How to Train Your Dog to Use a JGM Pet Door

Training your dog to use a newly installed JGM pet door can be a challenging process. Whether you need to train a puppy to use one of our custom dog doors or train an older dog with an extra-large dog door, many of the same training methods can be utilized, provided your dog is not overly shy or fearful. However, even the most timid dog can be trained to use a dog door with patience and time.

There are several key points to consider before starting your dog’s pet door training. After installing your dog door in Phoenix home, keep that door open when you are home so that your pup gets used to going in and out of that doorway, even when the “human” door is closed. In addition, avoid letting the door flap hit your dog at the start of the pet door training, as the unexpected motion could deter them from using the door in the future. Once they get used to the doggie door, you can install the flap.

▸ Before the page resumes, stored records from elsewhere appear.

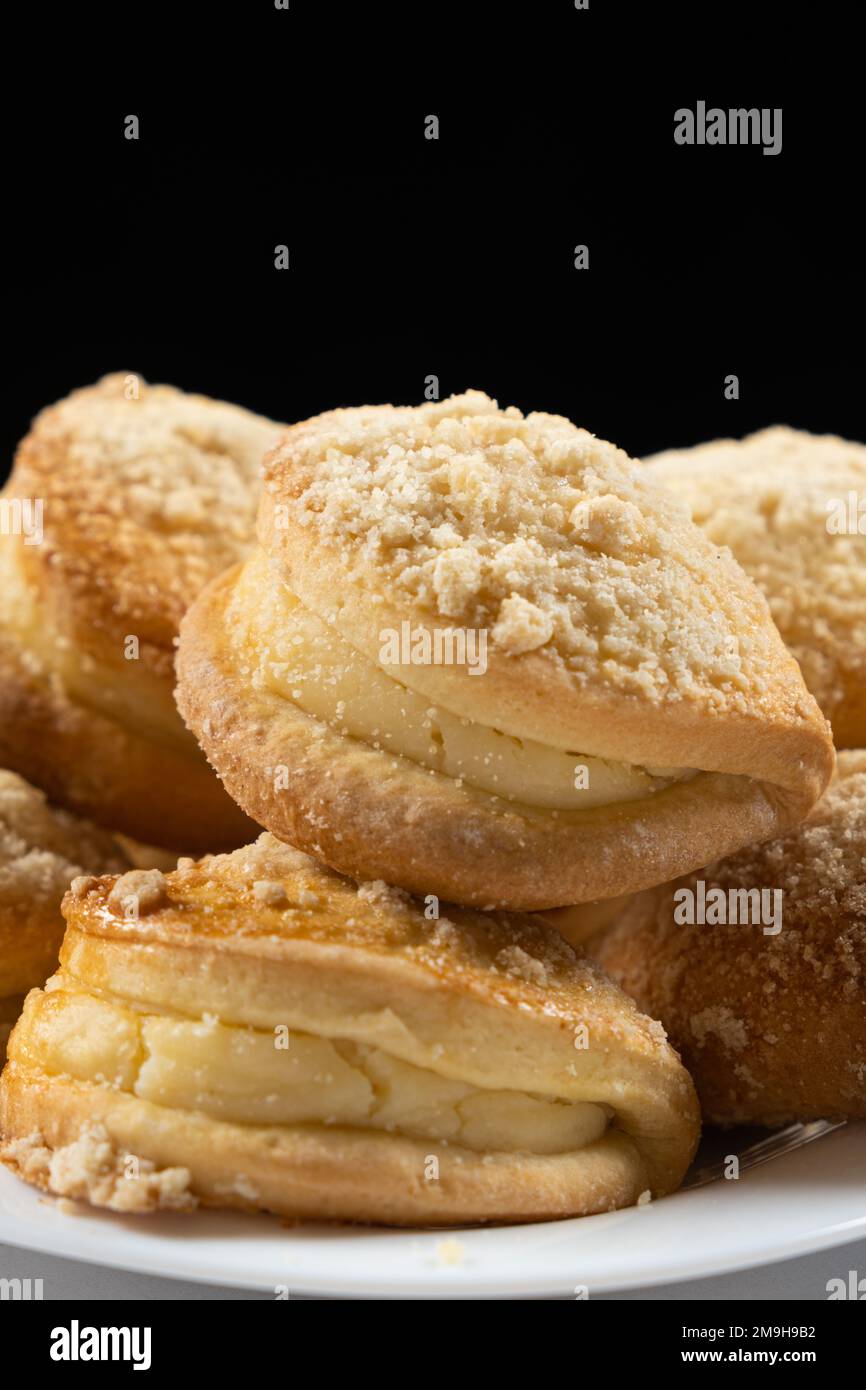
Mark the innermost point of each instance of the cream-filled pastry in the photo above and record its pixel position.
(793, 509)
(756, 966)
(255, 1030)
(42, 849)
(485, 658)
(124, 501)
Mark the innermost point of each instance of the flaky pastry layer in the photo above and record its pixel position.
(146, 492)
(770, 1023)
(793, 509)
(428, 1062)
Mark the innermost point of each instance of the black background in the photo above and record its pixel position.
(452, 257)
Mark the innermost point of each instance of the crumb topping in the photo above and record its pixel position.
(92, 1169)
(43, 848)
(528, 527)
(148, 887)
(770, 498)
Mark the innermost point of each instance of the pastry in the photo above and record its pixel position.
(118, 509)
(769, 1011)
(793, 509)
(255, 1030)
(484, 656)
(41, 851)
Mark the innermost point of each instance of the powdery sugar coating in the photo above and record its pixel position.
(530, 527)
(43, 848)
(773, 1027)
(768, 498)
(145, 499)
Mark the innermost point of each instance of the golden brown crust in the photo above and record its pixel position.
(615, 630)
(317, 1175)
(264, 938)
(374, 815)
(110, 772)
(773, 498)
(772, 1027)
(42, 849)
(659, 651)
(143, 501)
(146, 498)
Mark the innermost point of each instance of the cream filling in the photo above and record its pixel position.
(241, 1075)
(296, 655)
(125, 692)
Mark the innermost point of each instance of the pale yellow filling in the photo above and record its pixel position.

At least one of these training methods will work for any model of pet door, including pet flaps installed in French doors or sliding glass doors, high-security dog doors, wall dog doors, and patio dog doors.

 

Lure him with treats
Pet owners know sometimes the best way to coax a dog to do something is to reward them with their favorite treat. Whether your dog prefers biscuits, jerky treats, training treats, peanut butter, or any other snack, chances are they’rewilling to do a lot to be rewarded. Choose a strongly scented treat your dog will be eager to eat. In preparation for your training session, make sure your dog can see that you have the treats and let them sniff your hand to make sure they get excited.